(Also available in CODAP)

Students are introduced to the Data Cycle, a four-step scaffold for getting an answer from a dataset - and then generating the next question! Students learn to identify - and ask - statistical questions, by comparing and contrasting them with other kinds of questions.

 Lesson Goals Students will be able to…​ Articulate the parts of the Data Cycle Tell the difference between Lookup, Arithmetic, and Statistical questions Come up with their own examples of Lookup, Arithmetic, and Statistical questions Student-facing Lesson Goals Let’s think about what it means to ask questions of data, and the steps to do it Not all questions are created equal! Let’s learn the difference between them Materials Preparation All students should log into code.pyret.org (CPO) and open their saved "Animals Starter File". If they don’t have the file, they can open a new one from Animals Starter File.

## 🔗Telling Your Data Story 10 minutes

### Overview

Students learn about the Data Cycle, which is a scaffold to support asking them in questions, thinking about how those questions relate to the data in front of them, analyzing that data, and interpreting the results.

### Launch

Data Science is all about asking questions of data. Sometimes the answer is easy to compute. Sometimes the answer to a question is already in the dataset - no computation needed. And sometimes the answer just sparks more questions!

Data Scientists ask a ton of questions, and each question adds a chapter to their data story. Even if a question turns out to be a dead-end, it’s valuable to share what the question was and what work you did to answer it! 🖼Show image The Data Cycle[*] is a roadmap, which helps guide us in the process of data analysis.

2) We Consider Data. This could be done by conducting a survey, observing and recording data, or finding a dataset.

3) We Analyze the Data, to produce data displays and new tables of filtered or transformed data, to identify patterns and relationships.

4) We Interpret the Data, answering questions and summarizing results. As we’ve already seen from the Animals Dataset, these interpretations often lead to new questions…​.and the cycle begins again.

### Investigate

This was a pretty specific question, and it was straightforward to answer it.

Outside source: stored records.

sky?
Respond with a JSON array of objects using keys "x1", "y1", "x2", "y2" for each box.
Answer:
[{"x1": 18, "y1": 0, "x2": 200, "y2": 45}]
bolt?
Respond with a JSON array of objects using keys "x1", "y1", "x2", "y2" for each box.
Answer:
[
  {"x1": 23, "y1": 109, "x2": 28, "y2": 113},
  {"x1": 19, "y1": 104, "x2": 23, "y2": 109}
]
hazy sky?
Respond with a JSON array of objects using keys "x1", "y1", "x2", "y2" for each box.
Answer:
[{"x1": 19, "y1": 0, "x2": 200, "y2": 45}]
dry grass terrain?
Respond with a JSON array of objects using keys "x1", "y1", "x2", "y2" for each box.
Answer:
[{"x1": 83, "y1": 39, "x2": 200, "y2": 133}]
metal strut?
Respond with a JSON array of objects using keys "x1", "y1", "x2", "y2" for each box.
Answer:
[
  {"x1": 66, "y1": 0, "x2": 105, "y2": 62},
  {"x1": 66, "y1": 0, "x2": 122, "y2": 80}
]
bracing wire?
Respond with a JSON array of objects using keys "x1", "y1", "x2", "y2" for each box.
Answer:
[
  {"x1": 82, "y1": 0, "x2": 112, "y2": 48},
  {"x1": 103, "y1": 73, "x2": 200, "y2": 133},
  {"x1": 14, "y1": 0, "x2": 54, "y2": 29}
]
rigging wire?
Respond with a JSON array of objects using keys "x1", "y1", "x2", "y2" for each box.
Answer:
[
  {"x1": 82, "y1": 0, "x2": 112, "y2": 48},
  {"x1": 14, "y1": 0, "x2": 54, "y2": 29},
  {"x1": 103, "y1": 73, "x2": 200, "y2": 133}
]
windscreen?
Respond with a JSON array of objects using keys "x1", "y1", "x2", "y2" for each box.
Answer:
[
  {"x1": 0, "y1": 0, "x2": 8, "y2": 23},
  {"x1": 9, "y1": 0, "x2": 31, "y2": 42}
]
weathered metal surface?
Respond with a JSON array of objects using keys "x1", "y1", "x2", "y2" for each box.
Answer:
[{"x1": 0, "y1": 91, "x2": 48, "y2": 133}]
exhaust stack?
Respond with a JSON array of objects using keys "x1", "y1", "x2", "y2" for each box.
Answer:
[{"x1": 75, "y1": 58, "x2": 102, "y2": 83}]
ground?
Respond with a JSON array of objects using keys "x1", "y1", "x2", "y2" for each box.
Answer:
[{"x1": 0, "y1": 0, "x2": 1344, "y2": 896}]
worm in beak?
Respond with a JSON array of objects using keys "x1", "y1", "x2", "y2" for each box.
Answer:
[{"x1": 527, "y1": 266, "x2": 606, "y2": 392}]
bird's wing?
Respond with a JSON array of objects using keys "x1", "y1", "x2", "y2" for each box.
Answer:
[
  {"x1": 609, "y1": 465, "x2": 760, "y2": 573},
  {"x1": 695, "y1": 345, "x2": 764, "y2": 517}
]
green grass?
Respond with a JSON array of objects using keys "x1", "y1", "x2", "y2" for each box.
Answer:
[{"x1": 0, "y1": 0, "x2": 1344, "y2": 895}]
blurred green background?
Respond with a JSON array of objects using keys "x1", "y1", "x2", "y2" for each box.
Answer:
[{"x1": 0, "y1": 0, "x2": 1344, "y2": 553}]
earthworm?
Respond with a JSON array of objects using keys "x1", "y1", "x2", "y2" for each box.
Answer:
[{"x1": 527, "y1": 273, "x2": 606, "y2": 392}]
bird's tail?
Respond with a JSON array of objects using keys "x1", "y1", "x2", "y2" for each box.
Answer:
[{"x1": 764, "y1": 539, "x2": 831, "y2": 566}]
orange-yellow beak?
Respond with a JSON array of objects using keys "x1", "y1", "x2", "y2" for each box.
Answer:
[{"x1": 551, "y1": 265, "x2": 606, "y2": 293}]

But the answers to even simple questions can lead to more interesting questions down the road!

• What other questions might come from counting the ratio of fixed to unfixed animals?

• Sample responses: Is there a higher percentage of fixed dogs or fixed cats? At what age do animals get fixed? Do fixed animals get adopted more quickly than unfixed animals?

### Synthesize

This is a short example of a Data Story - a description of how each step in the Data Cycle was used to go from a question to an answer, and then to the next question. When analyzing a real dataset, Data Scientists might explore lots of questions, resulting in many different Data Stories to tell.

Each chapter in the Data Story is valuable, and the Data Cycle represents each chapter you plan to add.

### Overview

Students begin to categorize questions, sorting them into "lookup", "arithmetic", and "statistical" questions - as well as questions that simply can’t be answered based on the data.

### Launch 🖼Show image How do we know what questions to ask? There’s an art to asking the right questions, and good Data Scientists think hard about what kind of questions can and can’t be answered.

Most questions can be broken down into one of four categories:

• Lookup questions can be answered simply by looking up a single value in the table and reading it out. Once you find the value, you’re done! Examples of lookup questions might be “How many legs does Felix have?” or "What species is Sheba?"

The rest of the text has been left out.